The issue about the trial eligibility criteria is
more than academic, as the lack of clarity enabled Su, et al. [7]
to include data from the trial by Torres, et al [10] in their
meta-analysis on hospitalization. Torres, et al. [10] reported
about children requiring ventilation support, which Su, et al.
[7] included in the outcome of ‘hospitalization’ as a subgroup analysis.
The inappropriate clubbing of a clearly distinct outcome resulted in an
apparently more impressive pooled outcome (RR 0.55) compared to pooled
RR of 0.70 for trials reporting hospitalization. Further, inclusion of
the Torres trial [10] makes the review by Su, et al. [7] ‘look
different’ from the Cochrane review on IV magnesium as there appear to
be six trials compared to five in the Cochrane review. Another ‘cosmetic
difference’ is the choice of ‘risk ratio’ for reporting outcomes in
contrast to ‘odds ratio’ stated a priori in the Cochrane review protocol
[8].
Another major limitation is that Su, et al.
[7] did not specify the timing of administering magnesium as a criterion
for including trials. Given that IV magnesium was already shown to be
efficacious [5,6] when administered to children who do not respond to
standard first-hour therapy, it is of great relevance to know whether
the authors intended to study magnesium administered after
initial therapy, or with initial therapy (note emphasis). The
Cochrane review on intravenous magnesium [1] included four trials
administering IV magnesium to children who did not respond to initial
treatment (three doses of nebulized bronchodilator). The fifth trial
included children who did not respond to one dose of nebulized
salbutamol combined with IV methyl prednisolone. Since Su, et al.
[7] included the same trials as the Cochrane review; the difficulty
about the timing of administration is overcome. The sixth trial [10]

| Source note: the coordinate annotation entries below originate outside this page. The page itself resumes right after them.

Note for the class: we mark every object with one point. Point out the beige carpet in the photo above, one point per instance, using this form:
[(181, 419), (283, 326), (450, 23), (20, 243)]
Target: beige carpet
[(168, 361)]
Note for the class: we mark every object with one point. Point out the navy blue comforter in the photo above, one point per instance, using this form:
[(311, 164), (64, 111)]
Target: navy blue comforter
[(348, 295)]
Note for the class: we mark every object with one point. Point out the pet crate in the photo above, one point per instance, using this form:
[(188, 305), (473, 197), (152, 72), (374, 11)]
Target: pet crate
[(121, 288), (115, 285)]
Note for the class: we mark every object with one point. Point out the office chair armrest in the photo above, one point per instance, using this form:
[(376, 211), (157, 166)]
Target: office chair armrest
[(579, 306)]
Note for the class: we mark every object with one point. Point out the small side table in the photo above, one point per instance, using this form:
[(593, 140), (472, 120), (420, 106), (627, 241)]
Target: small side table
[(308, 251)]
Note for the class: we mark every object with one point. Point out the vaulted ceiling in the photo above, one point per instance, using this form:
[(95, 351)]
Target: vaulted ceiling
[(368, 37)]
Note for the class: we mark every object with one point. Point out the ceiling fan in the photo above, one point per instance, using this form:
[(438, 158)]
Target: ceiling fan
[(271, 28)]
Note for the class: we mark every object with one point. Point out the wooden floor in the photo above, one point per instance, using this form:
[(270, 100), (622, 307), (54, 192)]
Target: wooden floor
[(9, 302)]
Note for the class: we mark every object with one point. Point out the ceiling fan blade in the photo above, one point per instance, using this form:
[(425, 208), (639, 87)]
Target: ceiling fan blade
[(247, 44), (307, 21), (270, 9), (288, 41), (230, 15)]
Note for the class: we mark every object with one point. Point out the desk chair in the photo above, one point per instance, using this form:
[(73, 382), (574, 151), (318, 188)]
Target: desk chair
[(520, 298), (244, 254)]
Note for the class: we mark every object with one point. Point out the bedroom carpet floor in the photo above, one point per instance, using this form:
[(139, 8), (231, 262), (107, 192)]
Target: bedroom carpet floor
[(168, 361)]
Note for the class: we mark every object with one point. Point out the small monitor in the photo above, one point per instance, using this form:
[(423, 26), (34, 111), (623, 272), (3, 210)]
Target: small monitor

included by them enrolled children who did not responded to three doses
of inhaled salbutamol and IV methyl prednisolone. This suggests that the
various trials included in the systematic review did not have uniform
protocols for initial therapy (i.e. before using magnesium). The
issue has greater importance considering that the more recent trials and
current therapy protocols include systemic steroid administration within
the first hour itself, whereas the older trials so not.
Therefore, one can argue that since the real role of
magnesium (by any route) is after initial therapy has failed; hence it
is important to compare it against other options used in the second
hour, rather than placebo. This aspect has been studied only by Singhi
et al, [11] who randomized non-responders to IV magnesium or IV
terbutaline or aminophylline. They demonstrated greater therapeutic
success and less side effects with magnesium compared to either of the
other two medications. This firmly places IV magnesium as the preferred
agent for children who do not respond to initial treatment.
In addition to these limitations in the systematic
review [7], there are some errors in data extraction. Some of these
(such as lack of intention-to-treat analysis, incorrect entry of
mean/standard deviation) could affect the results marginally, while
others (interchange of data of two trials in the forest plot reporting
hospitalization with intravenous magnesium) do not.
The abstract of the review [7] mentions a third
outcome viz need for further treatment, but there is no mention
if this subsequently. One would also expect a systematic review of
interventions to report on safety (in addition to efficacy). Although
magnesium is generally well tolerated and hence deemed safe, some
outcomes related to safety (such as side effects, tolerance) should have
been incorporated.
On the plus side, the authors [7] presented the
review in simple, easy-to-understand language, without undue statistical
(or other) jargon. They also acknowledged some of the limitations with
methodology. However no efforts were made to evaluate publication bias.
Extendibility: The clinical problem, type
of patients, therapeutic options and mode of administration (intravenous
magnesium) is extendible to hospital-based settings in India. In fact,
IV magnesium is already the standard of care in most pediatric emergency
rooms. In contrast, the lack of clear benefit with nebulized magnesium
precludes its application in routine practice.
Conclusion: IV magnesium is efficacious in
children with asthma exacerbations who do not respond to first hour
therapy. Limited data suggest that it is preferable to other options
such as aminophylline or terbutaline infusions. However, there is
insufficient evidence to support the use of nebulized magnesium.
Funding: None; Competing interest: None
stated.
Joseph L Mathew
Department of Pediatrics, PGIMER, Chandigarh, India.
Email:
[email protected]
References
1. Griffiths B, Kew KM. Intravenous magnesium sulfate
for treating children with acute asthma in the emergency department.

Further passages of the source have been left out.